Multiple Artemis Instances

Setup with one instance

Artemis usually runs with one instance of the application server:

Setup with multiple instances

There are certain scenarios, where a setup with multiple instances of the application server is required. This can e.g. be due to special requirements regarding fault tolerance or performance.

Artemis also supports this setup (which is also used at the Chair for Applied Software Engineering at TUM).

Multiple instances of the application server are used to distribute the load:

A load balancer (typically a reverse proxy such as nginx) is added, that distributes the requests to the different instances.

Note: This documentation focuses on the practical setup of this distributed setup. More details regarding the theoretical aspects can be found in the Bachelor’s Thesis Securing and Scaling Artemis WebSocket Architecture, which can be found here: pdf.

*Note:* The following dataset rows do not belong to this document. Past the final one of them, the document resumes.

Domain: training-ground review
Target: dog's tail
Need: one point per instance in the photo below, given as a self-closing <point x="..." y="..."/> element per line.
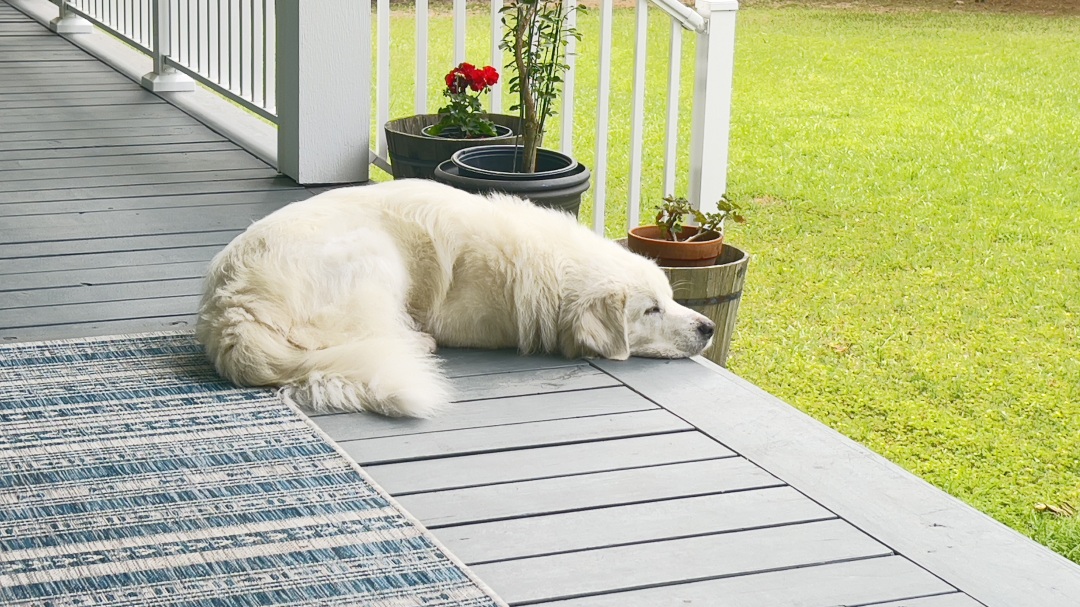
<point x="394" y="375"/>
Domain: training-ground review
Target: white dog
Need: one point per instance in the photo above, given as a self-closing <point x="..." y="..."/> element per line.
<point x="340" y="299"/>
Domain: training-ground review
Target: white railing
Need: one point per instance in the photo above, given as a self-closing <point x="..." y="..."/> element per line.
<point x="228" y="45"/>
<point x="231" y="46"/>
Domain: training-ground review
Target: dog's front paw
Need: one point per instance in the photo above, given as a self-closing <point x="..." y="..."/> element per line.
<point x="429" y="342"/>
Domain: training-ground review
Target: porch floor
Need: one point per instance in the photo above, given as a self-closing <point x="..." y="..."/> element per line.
<point x="559" y="482"/>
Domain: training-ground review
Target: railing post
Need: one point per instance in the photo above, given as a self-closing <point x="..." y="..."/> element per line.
<point x="164" y="78"/>
<point x="69" y="23"/>
<point x="324" y="98"/>
<point x="712" y="104"/>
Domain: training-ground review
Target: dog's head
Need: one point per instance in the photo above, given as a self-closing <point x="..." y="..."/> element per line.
<point x="629" y="311"/>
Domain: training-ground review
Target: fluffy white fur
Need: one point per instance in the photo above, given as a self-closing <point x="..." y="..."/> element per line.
<point x="341" y="298"/>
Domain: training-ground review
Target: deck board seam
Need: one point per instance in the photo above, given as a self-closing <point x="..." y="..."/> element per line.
<point x="563" y="475"/>
<point x="696" y="579"/>
<point x="651" y="540"/>
<point x="651" y="499"/>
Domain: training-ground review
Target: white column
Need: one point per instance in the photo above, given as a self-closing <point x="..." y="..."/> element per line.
<point x="69" y="23"/>
<point x="712" y="104"/>
<point x="324" y="71"/>
<point x="164" y="78"/>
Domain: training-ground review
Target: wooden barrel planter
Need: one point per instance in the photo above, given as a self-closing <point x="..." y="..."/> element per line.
<point x="715" y="292"/>
<point x="416" y="154"/>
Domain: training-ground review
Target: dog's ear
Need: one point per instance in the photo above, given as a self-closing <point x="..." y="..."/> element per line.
<point x="597" y="325"/>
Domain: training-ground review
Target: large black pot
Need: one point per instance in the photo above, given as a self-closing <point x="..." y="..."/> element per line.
<point x="558" y="183"/>
<point x="415" y="154"/>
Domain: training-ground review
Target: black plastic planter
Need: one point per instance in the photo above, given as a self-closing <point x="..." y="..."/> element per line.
<point x="558" y="183"/>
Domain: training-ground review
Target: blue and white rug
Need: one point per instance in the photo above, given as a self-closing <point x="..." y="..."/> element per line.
<point x="132" y="475"/>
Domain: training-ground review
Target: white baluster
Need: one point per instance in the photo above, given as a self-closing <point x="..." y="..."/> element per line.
<point x="69" y="23"/>
<point x="712" y="104"/>
<point x="164" y="78"/>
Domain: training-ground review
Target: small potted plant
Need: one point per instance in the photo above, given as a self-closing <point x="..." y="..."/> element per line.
<point x="536" y="36"/>
<point x="674" y="244"/>
<point x="417" y="144"/>
<point x="705" y="274"/>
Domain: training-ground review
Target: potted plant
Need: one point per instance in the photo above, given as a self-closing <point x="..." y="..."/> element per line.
<point x="674" y="244"/>
<point x="705" y="273"/>
<point x="417" y="144"/>
<point x="536" y="36"/>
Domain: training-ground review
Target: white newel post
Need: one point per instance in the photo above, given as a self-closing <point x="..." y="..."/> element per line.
<point x="69" y="23"/>
<point x="324" y="71"/>
<point x="712" y="104"/>
<point x="164" y="78"/>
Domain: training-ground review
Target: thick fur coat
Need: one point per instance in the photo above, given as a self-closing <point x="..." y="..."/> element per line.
<point x="340" y="299"/>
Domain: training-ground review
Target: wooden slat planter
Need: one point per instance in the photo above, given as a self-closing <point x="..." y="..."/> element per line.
<point x="715" y="292"/>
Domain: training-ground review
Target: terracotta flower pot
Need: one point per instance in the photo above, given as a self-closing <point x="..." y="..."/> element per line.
<point x="647" y="241"/>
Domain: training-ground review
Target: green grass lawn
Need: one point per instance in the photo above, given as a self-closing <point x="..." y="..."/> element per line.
<point x="914" y="185"/>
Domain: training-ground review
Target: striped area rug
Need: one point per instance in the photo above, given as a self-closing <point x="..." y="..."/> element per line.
<point x="132" y="475"/>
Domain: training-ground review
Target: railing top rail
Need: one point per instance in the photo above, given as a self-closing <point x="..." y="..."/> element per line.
<point x="685" y="15"/>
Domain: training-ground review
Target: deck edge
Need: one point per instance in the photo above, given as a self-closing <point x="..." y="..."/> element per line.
<point x="968" y="549"/>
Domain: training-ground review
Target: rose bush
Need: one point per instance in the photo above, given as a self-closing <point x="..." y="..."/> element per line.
<point x="462" y="117"/>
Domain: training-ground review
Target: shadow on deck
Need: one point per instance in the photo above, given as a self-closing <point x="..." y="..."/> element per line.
<point x="578" y="483"/>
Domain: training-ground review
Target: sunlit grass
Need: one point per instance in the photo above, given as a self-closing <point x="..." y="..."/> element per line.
<point x="914" y="184"/>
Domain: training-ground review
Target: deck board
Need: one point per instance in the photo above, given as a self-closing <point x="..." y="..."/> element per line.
<point x="111" y="201"/>
<point x="638" y="523"/>
<point x="598" y="489"/>
<point x="664" y="563"/>
<point x="572" y="483"/>
<point x="859" y="582"/>
<point x="544" y="462"/>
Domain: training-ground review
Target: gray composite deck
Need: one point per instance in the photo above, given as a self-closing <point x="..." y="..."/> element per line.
<point x="575" y="483"/>
<point x="111" y="200"/>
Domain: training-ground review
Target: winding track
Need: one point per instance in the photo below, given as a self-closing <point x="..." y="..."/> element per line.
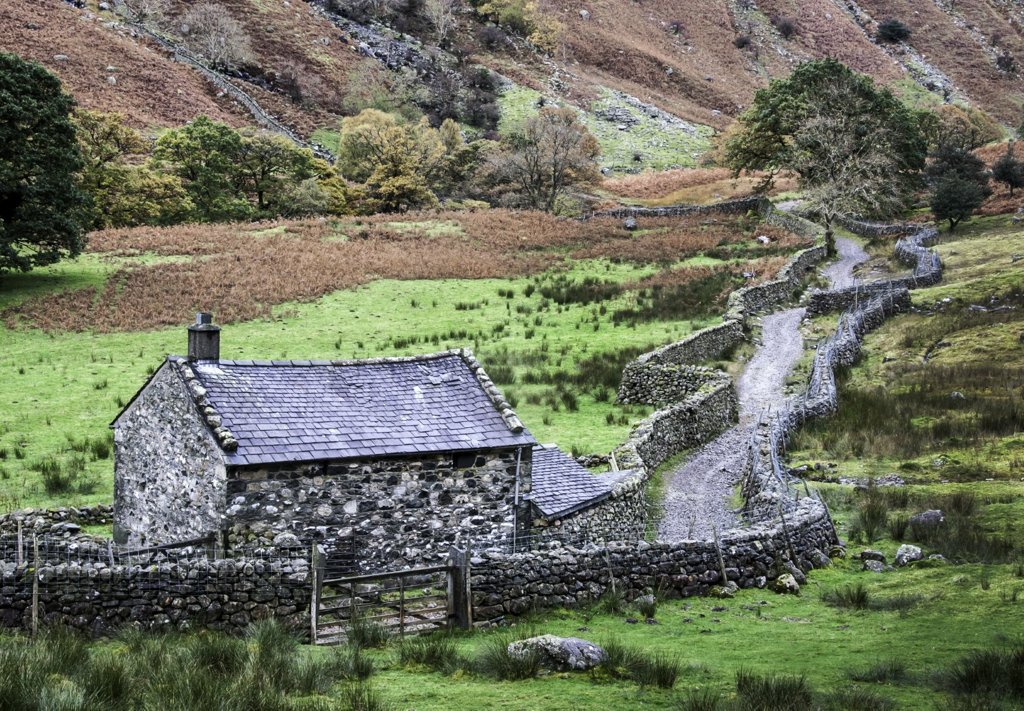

Additional synchronization

All instances of the application server use the same database, but other parts of the system also have to be synchronized:

Database cache
WebSocket messages
File system

Each of these three aspects is synchronized using a different solution

Database cache

Artemis uses a cache provider that supports distributed caching: Hazelcast.

All instances of Artemis form a so-called cluster that allows them to synchronize their cache. You can use the configuration argument spring.hazelcast.interface to configure the interface on which Hazelcast will listen.

One problem that arises with a distributed setup is that all instances have to know each other in order to create this cluster. This is problematic if the instances change dynamically. Artemis uses a discovery service to solve the issue (named JHipster Registry).

Discovery service

JHipster registry contains Eureka, the discovery service where all instances can register themselves and fetch the other registered instances.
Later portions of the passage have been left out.